Just wanted to say the Nomad manual is magically clear. Thx.


So almost there, I’m not sure how to get the reference value for the test at the end of this snippet: a.d_.d_ … I think this is the “second gradient” from table 1.1 of the Nomad manual but I can’t convince myself of that yet.

  using stan::math::fvar;
  using boost::math::gamma_p;

  fvar<fvar<double> > x;
  x.val_.val_ = 0.5001;
  x.val_.d_ = 1.0;

  fvar<fvar<double> > y;
  y.val_.val_ = 1.0001;
  y.d_.val_ = 1.0;

  fvar<fvar<double> > a = gamma_p(x,y);

  EXPECT_FLOAT_EQ(0.40753385, a.d_.d_);

So yes: [quote=“betanalpha, post:2, topic:379”]
ffd.d.d: <z, df/dx(x)> + <u, d^{2}f / dx^2 * w>.

Sure, but a function f:R -> R^N requires only a single call to forward mode.

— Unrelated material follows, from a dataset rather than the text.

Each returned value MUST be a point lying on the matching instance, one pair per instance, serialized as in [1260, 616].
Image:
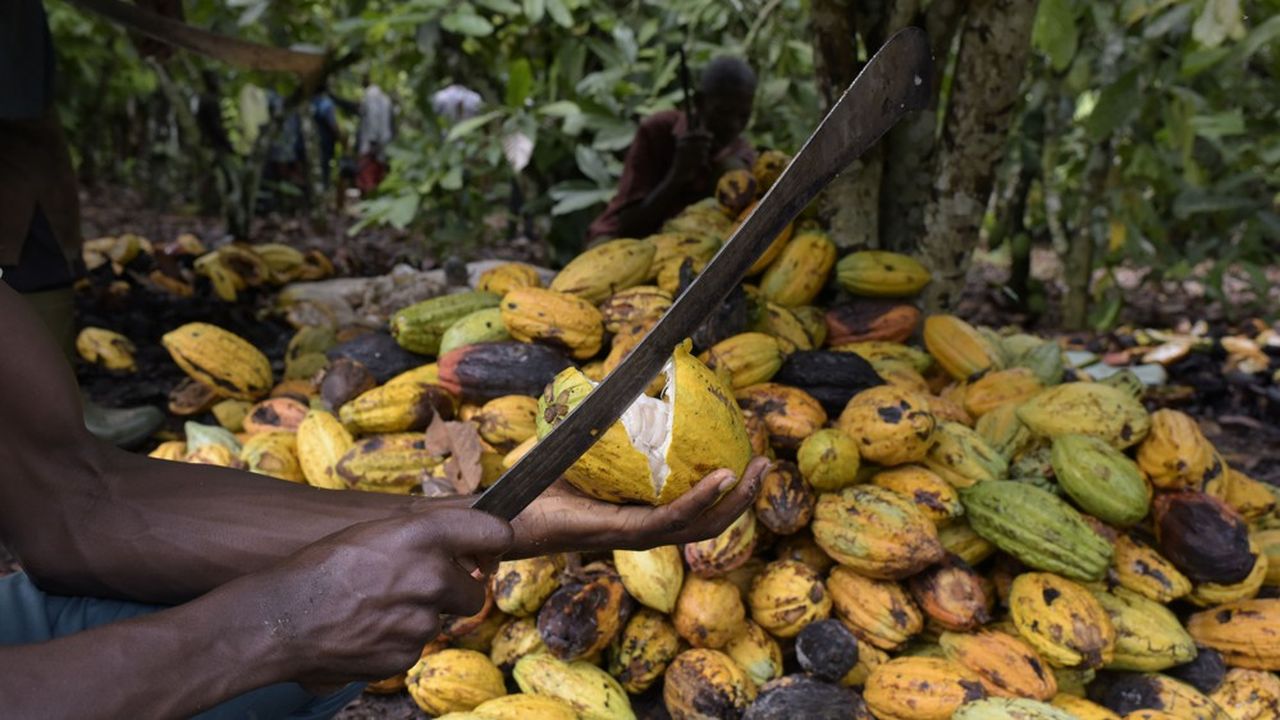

Reverse-mode computes rows of the Jacobian in one pass whereas forward mode computes columns (if you take the directional derivative to be axis aligned).

If you start nesting, such as fvar<fvar<double>> then you get second derivatives, but it’s almost always better to use fvar<var> instead.

You may want to read Giles’s introduction to autodiff in his matrix autodiff tech report if you liked Michael’s. It’s very clear if you think in matrices.